Ten days ago, a friend rang to ask me whether it would be reasonable to start a cottage-industry sewing cotton facemasks. Thomas lives in Daliganj, Lucknow, a densely populated urban community where families live in single brick rooms. He thought facemasks could both protect people from coronavirus and generate income for families struggling in India’s giant lockdown. I said I’d check the evidence and get back to him. I searched online and found we are all in a black hole for evidence on virus’ and facemask. Cotton facemasks, like papier-mache motorcycle helmets, look right but may not actually protect. To wear or not to wear a facemask is the question of the week.
The Covid-19 epidemic is like a plough, churning up new questions that we really should have known the answers to years ago. It seems so obvious now, that any modelling and planning for a global pandemic should have recognised the huge need for surgical masks, and thus developed evidence around home-made cotton face masks. This month there are new and critical questions for public health globally: do home-sewn two-layer cotton facemasks protect wearers from a viral respiratory infection? Do they reduce transmission of infected respiratory droplets? Is there a difference in efficacy between two layers of cotton, or three? What about increasing the effectiveness of a cotton mask with a non-woven layer of polypropylene? Do they reduce face touching? Can they be disinfected by sunlight? Answering these questions would be relatively easy with time and good research design, but I, and thousands of other public health physicians the world over did not think of asking them. Today this is as desperate a question for a daily wage labourer in a Uttar Pradesh slum as for the president of USA.
There is just one peer-reviewed randomised controlled clinical trial which evaluates the effectiveness of different types of facemasks in protecting workers from an influenza like respiratory viral infection. It was conducted among 1607 hospital workers in Vietnam five years ago. It shows that cloth masks let through double the volume of virus particles as surgical masks and risk of infection was nearly four times higher for the cloth mask group vs surgical mask group. The authors of the study above have added a post-script, which I fully endorse, in light of huge shortages of personal protective equipment for health workers currently:
“If health workers choose to work using cloth masks, we suggest that they have at least two and cycle them, so that each one can be washed and dried after daily use. [ ]. These are pragmatic, rather than evidence-based suggestions, given the situation. Finally, for COVID-19, wearing a mask is not enough to protect healthcare workers – use of gloves and goggles are also required as a minimum.[1]
Behind this current mask quandary, I wonder aloud, what else should we know by now? What are the upcoming urgent questions that we need to ask now, to generate life-saving evidence in possible crises in months or years ahead? How do we ensure we ask the right questions in global public health and in science?
Learning fast and doing things differently is a huge opportunity offered through the Covid pandemic. Responding to unravelling complex systems requires thinking that is both careful and carefree. Typically, global health research is guided by relationships and conversations. Conversations with researchers at conferences (and Zoom meetings) generates one set of questions. Conversations with friends living in informal urban communities can generate another set of questions. Both are important to the world, but while global health research policy and questions continue to be set exclusively in boardrooms in Nairobi or New York, we may miss out on crucial questions that people who live in small rooms in a Lucknow slum might ask.

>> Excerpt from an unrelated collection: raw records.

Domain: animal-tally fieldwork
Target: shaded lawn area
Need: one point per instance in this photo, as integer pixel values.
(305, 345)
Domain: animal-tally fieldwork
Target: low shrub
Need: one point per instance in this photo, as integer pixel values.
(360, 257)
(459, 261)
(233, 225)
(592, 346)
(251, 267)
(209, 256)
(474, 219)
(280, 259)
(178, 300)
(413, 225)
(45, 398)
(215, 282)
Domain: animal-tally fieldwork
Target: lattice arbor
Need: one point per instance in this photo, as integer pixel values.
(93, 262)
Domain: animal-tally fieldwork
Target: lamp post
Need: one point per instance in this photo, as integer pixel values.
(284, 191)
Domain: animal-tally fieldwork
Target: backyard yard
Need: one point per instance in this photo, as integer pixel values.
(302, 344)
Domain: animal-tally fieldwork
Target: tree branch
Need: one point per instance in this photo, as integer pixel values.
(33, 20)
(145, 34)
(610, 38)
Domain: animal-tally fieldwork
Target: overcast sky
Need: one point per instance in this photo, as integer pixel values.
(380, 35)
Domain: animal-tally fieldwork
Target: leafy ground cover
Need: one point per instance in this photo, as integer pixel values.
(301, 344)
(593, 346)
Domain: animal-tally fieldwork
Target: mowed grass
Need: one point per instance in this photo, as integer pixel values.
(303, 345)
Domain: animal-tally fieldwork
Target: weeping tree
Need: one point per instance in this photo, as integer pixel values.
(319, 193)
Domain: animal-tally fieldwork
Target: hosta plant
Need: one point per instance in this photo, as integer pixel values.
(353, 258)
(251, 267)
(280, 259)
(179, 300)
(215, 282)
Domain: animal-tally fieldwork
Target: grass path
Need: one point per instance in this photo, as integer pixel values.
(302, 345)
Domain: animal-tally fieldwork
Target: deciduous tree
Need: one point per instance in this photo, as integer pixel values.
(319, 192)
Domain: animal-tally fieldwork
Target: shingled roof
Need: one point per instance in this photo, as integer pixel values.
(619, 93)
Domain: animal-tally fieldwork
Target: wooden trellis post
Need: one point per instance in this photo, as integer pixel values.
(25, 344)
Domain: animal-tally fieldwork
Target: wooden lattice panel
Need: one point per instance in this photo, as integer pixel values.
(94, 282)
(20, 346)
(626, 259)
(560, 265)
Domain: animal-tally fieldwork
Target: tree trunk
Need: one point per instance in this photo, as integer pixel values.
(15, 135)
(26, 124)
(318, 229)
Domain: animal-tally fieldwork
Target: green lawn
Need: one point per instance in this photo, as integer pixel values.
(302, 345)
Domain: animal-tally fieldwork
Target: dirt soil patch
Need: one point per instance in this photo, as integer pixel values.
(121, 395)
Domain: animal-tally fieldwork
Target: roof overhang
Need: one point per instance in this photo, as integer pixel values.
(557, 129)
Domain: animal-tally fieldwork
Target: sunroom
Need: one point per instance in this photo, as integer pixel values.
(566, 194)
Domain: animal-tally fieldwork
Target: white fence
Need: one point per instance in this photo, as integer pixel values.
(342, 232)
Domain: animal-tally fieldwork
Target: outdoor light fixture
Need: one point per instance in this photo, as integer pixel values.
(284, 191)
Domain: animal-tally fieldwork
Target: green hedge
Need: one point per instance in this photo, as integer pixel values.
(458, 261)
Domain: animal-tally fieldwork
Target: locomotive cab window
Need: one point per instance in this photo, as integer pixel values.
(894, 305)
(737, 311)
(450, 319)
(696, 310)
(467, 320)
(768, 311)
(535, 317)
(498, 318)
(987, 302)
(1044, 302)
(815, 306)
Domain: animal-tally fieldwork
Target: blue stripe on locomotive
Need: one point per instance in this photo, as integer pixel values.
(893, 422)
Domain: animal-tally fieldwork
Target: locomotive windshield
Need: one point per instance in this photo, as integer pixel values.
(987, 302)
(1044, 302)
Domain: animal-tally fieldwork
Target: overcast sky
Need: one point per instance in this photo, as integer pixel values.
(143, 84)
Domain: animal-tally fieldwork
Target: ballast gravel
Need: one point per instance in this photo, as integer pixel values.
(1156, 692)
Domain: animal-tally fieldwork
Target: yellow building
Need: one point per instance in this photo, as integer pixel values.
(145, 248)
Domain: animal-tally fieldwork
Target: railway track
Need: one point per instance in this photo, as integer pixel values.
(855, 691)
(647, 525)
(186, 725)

I emailed Thomas saying “The evidence for home-made cotton facemasks as protective is not great, but the point is moot. We know most people can’t access a surgical mask and cotton-masks possibly reduce transmission.” Pragmatically, Thomas and a band of enterprising people with sewing machines are sewing volumes of cotton masks. We then discussed whether there could be an upcoming shortage of motorcycle helmets too. They could provide excellent protective visors against respiratory droplets. His next question, how about a cottage industry making papier-mache motorcycle helmets with hard plastic visors to protect against airborne virus particles?
To respond to the current Covid crisis we must recognise there are known unknowns and unknown unknowns lurking out there. To develop questions, find answers, implement them and evaluate their success we need ways to quickly integrate the questions of practitioners, policy makers and especially people whose lived reality it is, as well as academics. The questions continue and we need to keep asking, what else should we know by now?
Wonderfully written Kaaren! can’t agree more. I think, for the first time we have learnt not only to recognise the unknown, but, also respect it. I am sure this event will also be a pivot to research thinking in public health, at least I hope it to be so!